Running Hermes with local models via Ollama means zero cloud costs and complete privacy — but not all models work equally well for agentic tasks. We polled the Hermes community to find out what actually works.
The Key Requirement: Tool Calling
Hermes is an agent, not a chatbot. The model needs to:
- Recognize when to use tools
- Format tool calls correctly
- Handle multi-step tool chains
- Not refuse agentic actions
Many models can chat well but fail at tool calling. This list focuses on models the community has verified work reliably with Hermes's agentic features.
Top Community Recommendations
Tier 1: Best Performance
Carnice MOE 35B A3B
- Specifically tuned for Hermes tool use
- ~158 tokens/sec on RTX 5090
- Best choice if you have 24GB+ VRAM
- From the Discord: "Carnice series was specifically tuned for Hermes so if you have any issues with Qwen3.5 or it completes something 60% of the time I promise Carnice will do it."
Qwen 3.5 35B A3B
- Strong reasoning and tool calling
- ~60 tokens/sec on RTX 5090
- Good balance of speed and capability
- Q6_K_L quantization recommended
Nemotron 3 Super 120B
- Excellent for complex reasoning tasks
- Requires serious hardware (DGX Spark mentioned)
- Best thinking/reasoning model in the poll
- "nemo3super120b — I like how nemo thinks"
Tier 2: Solid Choices
Gemma 4 27B
- Works on M-series Macs (M5 Max tested)
- "Gemma4 is more rounded" but has known tool issues
- Good for general tasks, less reliable for complex tool chains
Qwen 9B / 35B
- Multiple users running successfully
- Good entry point for smaller setups
MiniMax M2.5 UD Q8
- Paired with Qwen 3.5 by several users
- Good for variety in model switching
Tier 3: Use With Caution
Gemma 4 (smaller variants)
- "I have been having a ton of tool issues with Gemma4"

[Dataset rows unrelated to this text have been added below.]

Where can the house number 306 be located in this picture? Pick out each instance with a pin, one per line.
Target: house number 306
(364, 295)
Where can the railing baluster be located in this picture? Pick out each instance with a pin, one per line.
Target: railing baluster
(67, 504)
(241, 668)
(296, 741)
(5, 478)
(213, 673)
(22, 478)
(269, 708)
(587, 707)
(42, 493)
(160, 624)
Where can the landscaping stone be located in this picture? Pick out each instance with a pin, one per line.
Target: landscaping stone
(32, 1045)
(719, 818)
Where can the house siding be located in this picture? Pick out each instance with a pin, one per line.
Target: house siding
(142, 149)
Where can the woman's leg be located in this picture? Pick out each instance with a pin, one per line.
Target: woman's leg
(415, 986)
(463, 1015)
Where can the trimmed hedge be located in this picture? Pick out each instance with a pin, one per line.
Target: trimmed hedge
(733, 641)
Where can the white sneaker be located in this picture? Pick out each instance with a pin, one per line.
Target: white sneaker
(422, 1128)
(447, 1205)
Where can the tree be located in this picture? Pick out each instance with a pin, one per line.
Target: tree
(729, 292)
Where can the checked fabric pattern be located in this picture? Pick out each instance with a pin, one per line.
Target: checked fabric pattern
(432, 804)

- Works for chat, unreliable for agentic tasks
Very Small Models (7B and under)
- "4GB VRAM is very low"
- Most 7B models struggle with tool calling
- Not recommended for agentic use
Hardware Requirements
| Model | Min VRAM | Recommended | Speed |
|---|---|---|---|
| Carnice 35B A3B | 24GB | 32GB+ | ~160 tok/s (5090) |
| Qwen 3.5 35B | 24GB | 32GB+ | ~60 tok/s (5090) |
| Gemma 4 27B | 16GB | 24GB | Varies |
| Qwen 9B | 8GB | 12GB | Good on consumer GPUs |
| Nemotron 120B | 48GB+ | DGX | Slow but capable |
Model Configuration Tips
1. Set context length explicitly
model:
provider: ollama
name: carnice-moe-35b-a3b
contextLength: 32768
2. Use quantization wisely
- Q6_K_L: Best quality, needs more VRAM
- Q4_K_M: Good balance for most users
3. Test tool calling first Ask Hermes: "List all the tools you have access to and demonstrate using one."
If it responds like a basic chatbot, the model doesn't support tool calling properly.
Community Setups
Prosumer Build (RTX 4090/5090)
- Carnice 35B A3B as primary
- Qwen 3.5 as backup
Mac M-Series
- Gemma 4 27B on M5 Max works
- Test tool calling — some users report issues
FAQ
Q: My local model just chats but doesn't use tools. Why? A: The model likely doesn't support function/tool calling. Try Carnice, Qwen 3.5, or another Tier 1 model.
Q: What's the minimum VRAM for local Hermes? A: 8GB can run Qwen 9B. For reliable agentic work, 16GB+ is recommended.
Data from Nous Research Discord community poll, April 2026.